Horvath has taken the blanket off his shoulders. Underneath he is fully clothed. He is holding a book in his hand and reading aloud from Pascal: ‘Imagine a great number of men in chains, all condemned to death, with some every day having their throats cut in full view of the others, so that the survivors see their own future in the fate of those like them and, looking at each other in sorrow and without hope, await their turn. That is the human condition.’
‘What on earth are you talking about, Horvath!’
‘Pascal said that, not me!’
‘Who cares a fig about your Pascal, keep him to y
ourself!’ says Tadeusz angrily, twiddling the knob.

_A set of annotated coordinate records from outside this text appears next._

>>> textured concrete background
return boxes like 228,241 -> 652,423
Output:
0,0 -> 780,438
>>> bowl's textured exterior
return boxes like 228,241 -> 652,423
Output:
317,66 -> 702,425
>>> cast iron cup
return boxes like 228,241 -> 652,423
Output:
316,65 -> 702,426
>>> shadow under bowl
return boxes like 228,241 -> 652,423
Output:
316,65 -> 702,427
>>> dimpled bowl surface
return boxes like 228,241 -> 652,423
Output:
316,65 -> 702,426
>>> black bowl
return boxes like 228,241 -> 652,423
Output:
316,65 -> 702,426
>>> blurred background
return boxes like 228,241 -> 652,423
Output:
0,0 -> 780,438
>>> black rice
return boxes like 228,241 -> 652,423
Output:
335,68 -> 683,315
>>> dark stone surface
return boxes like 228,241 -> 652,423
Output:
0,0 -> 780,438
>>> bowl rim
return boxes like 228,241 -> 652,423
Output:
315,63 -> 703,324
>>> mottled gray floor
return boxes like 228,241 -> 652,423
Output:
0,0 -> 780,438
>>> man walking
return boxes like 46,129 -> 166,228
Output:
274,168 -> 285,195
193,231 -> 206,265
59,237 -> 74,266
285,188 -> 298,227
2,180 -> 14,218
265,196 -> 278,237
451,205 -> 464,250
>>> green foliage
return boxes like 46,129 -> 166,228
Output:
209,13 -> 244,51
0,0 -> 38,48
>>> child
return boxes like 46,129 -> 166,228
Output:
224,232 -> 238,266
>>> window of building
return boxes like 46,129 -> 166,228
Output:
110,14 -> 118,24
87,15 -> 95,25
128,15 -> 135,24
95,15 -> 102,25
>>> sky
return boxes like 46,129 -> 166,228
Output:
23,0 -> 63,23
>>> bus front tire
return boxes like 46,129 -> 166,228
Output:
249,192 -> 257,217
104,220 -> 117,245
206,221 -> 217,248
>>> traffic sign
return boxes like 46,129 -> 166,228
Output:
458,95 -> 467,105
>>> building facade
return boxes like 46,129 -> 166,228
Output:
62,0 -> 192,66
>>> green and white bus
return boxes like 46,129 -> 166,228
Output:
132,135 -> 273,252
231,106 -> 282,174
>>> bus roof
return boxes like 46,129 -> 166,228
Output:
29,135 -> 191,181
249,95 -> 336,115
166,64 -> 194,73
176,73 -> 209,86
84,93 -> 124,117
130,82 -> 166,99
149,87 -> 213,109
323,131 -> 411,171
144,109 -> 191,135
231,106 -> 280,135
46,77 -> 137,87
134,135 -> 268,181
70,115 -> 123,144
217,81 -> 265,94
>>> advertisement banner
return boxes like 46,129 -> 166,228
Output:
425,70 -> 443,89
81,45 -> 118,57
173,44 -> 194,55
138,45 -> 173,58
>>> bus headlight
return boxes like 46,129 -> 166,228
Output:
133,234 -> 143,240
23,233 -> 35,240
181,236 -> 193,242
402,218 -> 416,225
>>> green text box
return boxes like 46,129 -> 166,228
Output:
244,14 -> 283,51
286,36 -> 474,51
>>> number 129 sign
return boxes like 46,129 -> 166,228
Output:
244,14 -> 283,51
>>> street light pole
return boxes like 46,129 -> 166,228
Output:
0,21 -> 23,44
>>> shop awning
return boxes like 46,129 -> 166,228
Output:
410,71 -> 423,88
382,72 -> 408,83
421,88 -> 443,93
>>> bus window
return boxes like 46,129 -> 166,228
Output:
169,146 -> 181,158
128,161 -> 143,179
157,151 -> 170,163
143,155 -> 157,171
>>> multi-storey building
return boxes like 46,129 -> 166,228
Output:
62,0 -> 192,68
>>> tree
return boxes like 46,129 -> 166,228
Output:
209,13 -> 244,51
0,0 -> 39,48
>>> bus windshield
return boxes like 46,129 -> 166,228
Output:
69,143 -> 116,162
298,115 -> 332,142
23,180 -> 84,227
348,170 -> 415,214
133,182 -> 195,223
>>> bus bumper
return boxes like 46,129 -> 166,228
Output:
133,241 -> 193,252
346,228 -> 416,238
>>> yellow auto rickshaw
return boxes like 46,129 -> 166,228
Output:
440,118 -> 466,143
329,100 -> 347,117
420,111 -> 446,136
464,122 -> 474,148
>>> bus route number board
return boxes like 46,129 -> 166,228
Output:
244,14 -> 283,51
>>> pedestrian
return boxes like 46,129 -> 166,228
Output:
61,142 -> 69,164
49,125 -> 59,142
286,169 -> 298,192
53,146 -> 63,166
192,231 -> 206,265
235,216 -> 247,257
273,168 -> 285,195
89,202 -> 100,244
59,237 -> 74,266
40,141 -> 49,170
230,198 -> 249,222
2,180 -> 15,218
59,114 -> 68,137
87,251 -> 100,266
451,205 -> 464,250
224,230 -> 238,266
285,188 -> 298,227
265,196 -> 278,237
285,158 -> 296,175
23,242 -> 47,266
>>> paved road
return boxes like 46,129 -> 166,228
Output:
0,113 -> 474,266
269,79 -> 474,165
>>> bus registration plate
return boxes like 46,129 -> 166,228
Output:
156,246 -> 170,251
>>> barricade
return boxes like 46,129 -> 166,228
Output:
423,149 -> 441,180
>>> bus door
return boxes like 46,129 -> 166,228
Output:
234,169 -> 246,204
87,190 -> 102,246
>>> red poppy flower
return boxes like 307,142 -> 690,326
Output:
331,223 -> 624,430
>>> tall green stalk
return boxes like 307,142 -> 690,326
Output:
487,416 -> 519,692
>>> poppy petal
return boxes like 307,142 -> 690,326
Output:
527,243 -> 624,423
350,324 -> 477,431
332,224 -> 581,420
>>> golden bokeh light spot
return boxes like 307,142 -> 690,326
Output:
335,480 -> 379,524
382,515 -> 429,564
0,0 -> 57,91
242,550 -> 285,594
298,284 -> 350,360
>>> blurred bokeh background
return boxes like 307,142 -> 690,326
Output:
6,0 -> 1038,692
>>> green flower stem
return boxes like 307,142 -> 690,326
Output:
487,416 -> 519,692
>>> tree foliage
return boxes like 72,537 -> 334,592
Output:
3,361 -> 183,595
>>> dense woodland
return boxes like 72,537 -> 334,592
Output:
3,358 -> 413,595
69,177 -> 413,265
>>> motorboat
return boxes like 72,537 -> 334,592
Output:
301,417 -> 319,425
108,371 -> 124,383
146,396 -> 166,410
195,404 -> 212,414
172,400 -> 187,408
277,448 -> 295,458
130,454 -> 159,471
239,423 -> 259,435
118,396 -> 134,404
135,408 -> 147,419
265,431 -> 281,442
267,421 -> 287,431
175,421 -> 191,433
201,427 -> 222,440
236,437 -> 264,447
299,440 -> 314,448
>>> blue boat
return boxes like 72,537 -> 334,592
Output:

‘Is this the time for that sort of stuff?’ says Hans reproachfully.
But Horvath is no way put out. Entirely serious, he opens at random another page of the Pensées: ‘To make sure passion cannot harm us, let us live as if we only had eight days of life left.’
‘Please stop!’
‘If we must make a present of eight days of our lives, we might just as well make a present of a hundred years.’
‘Well said! But that’ll do now. Let’s listen to the voices from the city.’
‘Or from the whole nation.’
Horvath lifts his eyes from the book and studies the others with compassion. He fearlessly opens another page and reads on, ignoring their protests: ‘When I consider the brevity of my life, absorbed in the eternity that has gone before it and will follow after it, and the tiny space I fill and am scarcely even aware of, buried in the infinite immensity of a universe I do not know and that does not know me, I am terrified and wonder at the fact that I am here rather than there, now rather than later. Who put me here?’